Monday, March 11, 2013

Let Me Fix Him

Time Warp Wife post when I try to remake my husband.  If, as a wife, I turn my desire to have the perfect man into expectation that he conforms to what I want, I become discontented and separated from him and God.  I try to do God's job.

It is my duty to examine my desires and if they stand up under God's word, then pray that God will align Dale's desires to mine.  The He show me how I must behave in order to honor and submit to Dale, yet help him see that my desire is something he should have as well.  God has done this on many points in our marriage over the years.  

A Holy Spirit job to change him, that's for sure! We had a situation a few weekends ago. I gently relayed my position.  I heard and disagreed with his concerns.  We did not have an argument.  He had concerns and I shared them, yet did not see it as a hindrance to doing what I perceived was the right thing to do.  I prayed for God to move his heart to act. I knew this was out of hubby's comfort zone. I could have demanded he go, but it would not have affected his heart.

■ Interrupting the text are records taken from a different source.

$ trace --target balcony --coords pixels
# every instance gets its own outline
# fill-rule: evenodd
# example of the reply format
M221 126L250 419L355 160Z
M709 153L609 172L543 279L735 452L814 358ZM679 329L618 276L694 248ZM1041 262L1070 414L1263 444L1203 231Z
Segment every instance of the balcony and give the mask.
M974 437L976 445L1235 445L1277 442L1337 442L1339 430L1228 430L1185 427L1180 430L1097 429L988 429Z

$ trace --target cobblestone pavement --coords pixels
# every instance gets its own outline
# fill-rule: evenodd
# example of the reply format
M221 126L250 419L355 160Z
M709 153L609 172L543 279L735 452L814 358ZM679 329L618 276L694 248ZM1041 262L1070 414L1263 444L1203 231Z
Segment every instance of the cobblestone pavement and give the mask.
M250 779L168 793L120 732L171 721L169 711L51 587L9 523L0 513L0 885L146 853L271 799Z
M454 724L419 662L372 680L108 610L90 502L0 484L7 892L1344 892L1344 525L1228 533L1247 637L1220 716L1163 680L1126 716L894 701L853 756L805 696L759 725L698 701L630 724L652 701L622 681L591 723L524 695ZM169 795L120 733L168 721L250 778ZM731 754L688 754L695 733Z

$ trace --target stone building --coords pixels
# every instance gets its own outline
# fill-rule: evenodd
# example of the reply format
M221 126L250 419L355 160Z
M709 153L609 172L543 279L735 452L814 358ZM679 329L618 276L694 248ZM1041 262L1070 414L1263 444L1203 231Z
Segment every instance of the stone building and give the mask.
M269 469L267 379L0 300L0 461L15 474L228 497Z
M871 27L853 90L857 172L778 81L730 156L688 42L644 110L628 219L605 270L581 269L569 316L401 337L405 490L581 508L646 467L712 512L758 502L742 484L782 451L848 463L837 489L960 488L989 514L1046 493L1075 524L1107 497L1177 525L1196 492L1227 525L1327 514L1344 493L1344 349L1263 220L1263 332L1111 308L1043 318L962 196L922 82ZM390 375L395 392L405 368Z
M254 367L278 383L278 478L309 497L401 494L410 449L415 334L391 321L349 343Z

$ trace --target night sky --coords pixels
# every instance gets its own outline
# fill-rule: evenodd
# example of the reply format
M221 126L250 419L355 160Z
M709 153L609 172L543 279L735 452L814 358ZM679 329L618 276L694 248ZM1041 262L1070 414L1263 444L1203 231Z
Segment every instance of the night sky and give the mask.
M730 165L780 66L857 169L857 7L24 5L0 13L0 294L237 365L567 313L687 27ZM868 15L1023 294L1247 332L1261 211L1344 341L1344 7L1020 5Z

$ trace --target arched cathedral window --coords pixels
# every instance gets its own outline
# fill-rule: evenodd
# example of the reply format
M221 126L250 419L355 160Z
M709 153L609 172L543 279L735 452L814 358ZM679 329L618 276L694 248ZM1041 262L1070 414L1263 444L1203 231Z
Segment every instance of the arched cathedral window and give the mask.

He obediently followed God's leading and went with me, not sure how "happy" he was with it. God did not disappoint. Dale was able to give encouragement to a friend's father that we've befriended at church. The father is young in his walk with God, so it was important for him to see his church family come along side his family (not just us).

So it comes down to this: Am I trusting my husband to God?  Or am I trying to be God?  Am I thankful for the work being done or complaining over what still needs done?

One more thing.  When I have become discontented with my husband, with what he is or isn't doing, I find each time I go to God about it that it's me that is wrong.  It is me who has the wrong expectation, me who is being touchy, me who needs to change.  It's humbling and I'm thankful for it.